I am currently encountering an issue with java heap memory space. I reckon the reason for the same is the enormous size of data processing we are trying to achieve in the java batch utility program of ours.
The java batch program works something grabs a list of data objects from the underlying datastore using the Hibernate OR mapping framework and captures in a List object.
Once it fetches this collection of data objects it starts processing each of them. The business logic is actually working on each of these retrieved data object.
The problem is with number of objects retrieved which is gigantic over 200k. No matter how much ever memory size I try to increase it will always fall short.
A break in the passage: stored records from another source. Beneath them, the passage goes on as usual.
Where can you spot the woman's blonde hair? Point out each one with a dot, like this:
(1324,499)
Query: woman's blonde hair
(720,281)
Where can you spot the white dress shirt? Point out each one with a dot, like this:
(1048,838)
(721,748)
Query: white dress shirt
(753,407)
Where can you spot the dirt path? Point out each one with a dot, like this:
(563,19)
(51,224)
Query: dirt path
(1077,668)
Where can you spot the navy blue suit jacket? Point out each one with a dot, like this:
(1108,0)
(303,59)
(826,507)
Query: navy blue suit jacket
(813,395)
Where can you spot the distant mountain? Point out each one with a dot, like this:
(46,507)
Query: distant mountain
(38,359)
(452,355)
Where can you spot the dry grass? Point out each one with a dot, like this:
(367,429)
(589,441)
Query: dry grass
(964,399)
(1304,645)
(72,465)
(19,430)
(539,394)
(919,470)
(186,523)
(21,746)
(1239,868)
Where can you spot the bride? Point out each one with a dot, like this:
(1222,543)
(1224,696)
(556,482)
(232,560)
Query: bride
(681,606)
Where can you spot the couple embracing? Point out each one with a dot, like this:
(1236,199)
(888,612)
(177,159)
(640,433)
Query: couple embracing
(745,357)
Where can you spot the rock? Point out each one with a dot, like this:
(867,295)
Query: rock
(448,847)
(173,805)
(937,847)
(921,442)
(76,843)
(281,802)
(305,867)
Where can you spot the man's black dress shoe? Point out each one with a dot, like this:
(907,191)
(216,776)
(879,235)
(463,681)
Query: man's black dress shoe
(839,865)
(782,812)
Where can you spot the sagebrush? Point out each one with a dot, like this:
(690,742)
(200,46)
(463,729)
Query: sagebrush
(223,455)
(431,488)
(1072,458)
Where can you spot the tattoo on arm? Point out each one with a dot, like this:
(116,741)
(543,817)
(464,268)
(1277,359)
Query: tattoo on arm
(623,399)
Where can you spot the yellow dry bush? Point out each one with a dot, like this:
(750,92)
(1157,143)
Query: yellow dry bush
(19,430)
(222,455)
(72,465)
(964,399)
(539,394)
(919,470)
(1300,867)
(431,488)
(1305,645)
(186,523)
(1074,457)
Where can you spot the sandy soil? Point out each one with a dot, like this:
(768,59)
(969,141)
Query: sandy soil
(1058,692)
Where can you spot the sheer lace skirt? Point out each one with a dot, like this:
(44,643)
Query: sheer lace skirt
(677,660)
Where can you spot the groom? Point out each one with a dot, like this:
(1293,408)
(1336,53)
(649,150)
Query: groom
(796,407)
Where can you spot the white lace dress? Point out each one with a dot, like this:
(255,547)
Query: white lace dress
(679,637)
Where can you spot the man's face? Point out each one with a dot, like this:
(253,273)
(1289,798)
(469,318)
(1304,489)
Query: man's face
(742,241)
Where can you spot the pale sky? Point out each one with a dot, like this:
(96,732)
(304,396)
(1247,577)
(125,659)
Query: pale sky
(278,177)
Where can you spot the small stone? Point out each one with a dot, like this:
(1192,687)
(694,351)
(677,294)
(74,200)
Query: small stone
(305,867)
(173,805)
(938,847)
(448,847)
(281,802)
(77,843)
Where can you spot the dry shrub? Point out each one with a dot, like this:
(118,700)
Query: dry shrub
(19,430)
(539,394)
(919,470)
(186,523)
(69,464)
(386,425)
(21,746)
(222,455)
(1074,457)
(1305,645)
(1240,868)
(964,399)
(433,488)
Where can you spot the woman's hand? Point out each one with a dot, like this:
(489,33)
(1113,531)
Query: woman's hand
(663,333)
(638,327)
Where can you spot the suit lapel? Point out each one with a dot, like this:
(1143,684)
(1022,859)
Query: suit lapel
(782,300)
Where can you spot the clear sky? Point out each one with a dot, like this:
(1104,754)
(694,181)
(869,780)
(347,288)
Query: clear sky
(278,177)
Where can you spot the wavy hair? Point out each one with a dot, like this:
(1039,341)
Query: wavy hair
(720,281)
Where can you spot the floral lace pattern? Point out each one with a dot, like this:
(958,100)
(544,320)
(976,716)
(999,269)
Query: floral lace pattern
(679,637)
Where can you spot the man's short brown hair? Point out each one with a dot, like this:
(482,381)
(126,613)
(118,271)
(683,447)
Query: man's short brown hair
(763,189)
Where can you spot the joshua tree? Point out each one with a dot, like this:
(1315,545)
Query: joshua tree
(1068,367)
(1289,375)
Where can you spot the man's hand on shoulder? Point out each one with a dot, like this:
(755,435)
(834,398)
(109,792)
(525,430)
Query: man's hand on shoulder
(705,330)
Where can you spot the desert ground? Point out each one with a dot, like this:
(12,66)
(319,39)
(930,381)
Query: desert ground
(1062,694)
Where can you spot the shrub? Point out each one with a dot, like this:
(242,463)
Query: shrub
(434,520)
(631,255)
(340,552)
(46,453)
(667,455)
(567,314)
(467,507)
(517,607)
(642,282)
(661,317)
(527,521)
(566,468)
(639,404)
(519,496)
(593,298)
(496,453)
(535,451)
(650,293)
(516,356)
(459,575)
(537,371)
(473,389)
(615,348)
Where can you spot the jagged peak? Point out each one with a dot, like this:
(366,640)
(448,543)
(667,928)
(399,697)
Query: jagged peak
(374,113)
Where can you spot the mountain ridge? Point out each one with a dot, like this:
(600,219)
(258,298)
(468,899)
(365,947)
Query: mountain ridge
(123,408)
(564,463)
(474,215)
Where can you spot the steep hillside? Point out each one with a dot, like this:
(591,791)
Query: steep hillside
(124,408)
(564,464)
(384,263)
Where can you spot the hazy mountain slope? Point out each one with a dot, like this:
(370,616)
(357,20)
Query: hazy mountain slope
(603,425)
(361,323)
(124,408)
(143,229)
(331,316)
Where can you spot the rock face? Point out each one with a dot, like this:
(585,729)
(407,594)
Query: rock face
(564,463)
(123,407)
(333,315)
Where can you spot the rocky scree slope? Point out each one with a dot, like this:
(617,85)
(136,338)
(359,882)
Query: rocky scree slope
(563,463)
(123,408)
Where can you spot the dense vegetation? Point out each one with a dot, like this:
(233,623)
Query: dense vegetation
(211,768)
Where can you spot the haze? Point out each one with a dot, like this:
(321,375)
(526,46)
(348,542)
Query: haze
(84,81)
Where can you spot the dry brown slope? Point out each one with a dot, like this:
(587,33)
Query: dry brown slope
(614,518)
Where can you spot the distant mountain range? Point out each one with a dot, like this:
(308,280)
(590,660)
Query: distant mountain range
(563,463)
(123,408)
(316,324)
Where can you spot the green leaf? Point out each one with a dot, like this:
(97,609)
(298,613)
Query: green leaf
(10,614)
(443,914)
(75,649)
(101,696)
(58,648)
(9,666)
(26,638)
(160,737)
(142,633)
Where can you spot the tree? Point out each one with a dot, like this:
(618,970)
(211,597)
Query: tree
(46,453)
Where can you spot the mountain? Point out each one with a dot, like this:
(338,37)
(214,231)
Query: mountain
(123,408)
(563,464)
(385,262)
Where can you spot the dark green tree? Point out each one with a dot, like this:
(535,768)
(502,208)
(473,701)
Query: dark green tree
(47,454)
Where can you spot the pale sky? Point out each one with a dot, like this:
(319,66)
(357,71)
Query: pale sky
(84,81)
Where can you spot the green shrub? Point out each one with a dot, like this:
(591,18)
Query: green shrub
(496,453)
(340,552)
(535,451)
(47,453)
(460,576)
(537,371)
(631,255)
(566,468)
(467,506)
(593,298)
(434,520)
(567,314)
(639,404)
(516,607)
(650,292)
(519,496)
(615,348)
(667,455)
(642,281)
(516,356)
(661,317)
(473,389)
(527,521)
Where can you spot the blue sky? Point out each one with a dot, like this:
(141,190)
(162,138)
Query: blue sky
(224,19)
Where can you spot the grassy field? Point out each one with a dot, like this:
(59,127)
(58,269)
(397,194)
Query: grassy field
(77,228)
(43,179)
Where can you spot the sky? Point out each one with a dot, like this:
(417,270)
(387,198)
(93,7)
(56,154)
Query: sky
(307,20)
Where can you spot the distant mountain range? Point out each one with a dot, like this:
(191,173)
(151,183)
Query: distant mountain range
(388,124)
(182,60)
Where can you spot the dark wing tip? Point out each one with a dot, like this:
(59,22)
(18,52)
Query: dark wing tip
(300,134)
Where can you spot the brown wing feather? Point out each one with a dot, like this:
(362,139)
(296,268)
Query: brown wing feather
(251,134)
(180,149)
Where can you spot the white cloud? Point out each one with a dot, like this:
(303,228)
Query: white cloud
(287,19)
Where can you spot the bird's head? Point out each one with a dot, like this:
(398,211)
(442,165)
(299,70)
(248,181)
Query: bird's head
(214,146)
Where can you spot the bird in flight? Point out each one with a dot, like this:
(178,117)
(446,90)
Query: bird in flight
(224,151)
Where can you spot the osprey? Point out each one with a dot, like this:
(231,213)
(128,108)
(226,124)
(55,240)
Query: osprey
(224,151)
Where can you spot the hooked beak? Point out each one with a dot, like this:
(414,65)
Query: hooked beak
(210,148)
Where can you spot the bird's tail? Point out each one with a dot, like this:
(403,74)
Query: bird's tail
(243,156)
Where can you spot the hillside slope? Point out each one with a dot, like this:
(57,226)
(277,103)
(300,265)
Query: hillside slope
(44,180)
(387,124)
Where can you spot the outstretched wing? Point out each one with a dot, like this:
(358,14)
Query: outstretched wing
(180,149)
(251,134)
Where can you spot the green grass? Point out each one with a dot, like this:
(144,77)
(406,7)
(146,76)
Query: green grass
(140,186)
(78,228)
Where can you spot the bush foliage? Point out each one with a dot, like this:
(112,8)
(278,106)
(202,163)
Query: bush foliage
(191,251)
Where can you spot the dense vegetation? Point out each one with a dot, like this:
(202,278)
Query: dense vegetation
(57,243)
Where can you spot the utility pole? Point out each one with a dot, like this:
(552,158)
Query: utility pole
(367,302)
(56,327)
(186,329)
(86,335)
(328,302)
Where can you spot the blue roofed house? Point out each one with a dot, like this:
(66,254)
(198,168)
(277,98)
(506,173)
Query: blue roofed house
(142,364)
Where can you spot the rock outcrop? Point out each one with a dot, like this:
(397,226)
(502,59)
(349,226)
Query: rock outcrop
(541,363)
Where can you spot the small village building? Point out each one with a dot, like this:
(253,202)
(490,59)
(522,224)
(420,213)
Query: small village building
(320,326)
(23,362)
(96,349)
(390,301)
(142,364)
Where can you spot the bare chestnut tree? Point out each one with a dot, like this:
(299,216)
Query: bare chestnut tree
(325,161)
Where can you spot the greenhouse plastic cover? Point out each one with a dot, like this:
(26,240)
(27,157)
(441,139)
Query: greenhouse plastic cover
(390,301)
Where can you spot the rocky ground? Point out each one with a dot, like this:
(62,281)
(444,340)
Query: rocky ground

the order of processing data objects is not important and we can even process them in parallel as there is no interdependency between two data objects.
I would like to know your thoughts on how the best possible strategy to handle the above mentioned scenario.
Is it possible to change the way you get your data from the data store? Instead of grabbing all 200K objects at once and then processing them, can you change it to grab 200, or maybe 2,000, process them, and then grab another batch?
Joined: Oct 23, 2003
Are you saying like grab the first 200 data objects, finish the processing and then the grab the next 200 and so on.
There is nothing like this in the current implementation but this would mean incorporating logic to monitor the status of every sub batch (200 data objects) and then fire a fresh request to fetch the subsequent data objects.
Are there any best practices in partitioning/parallel processing which can be leveraged here.
John de Michele
Joined: Mar 09, 2009
Yes, that sounds right. You could probably partition the processing to different threads (~1 per CPU) versus processing serially, which would probably give you a performance boost.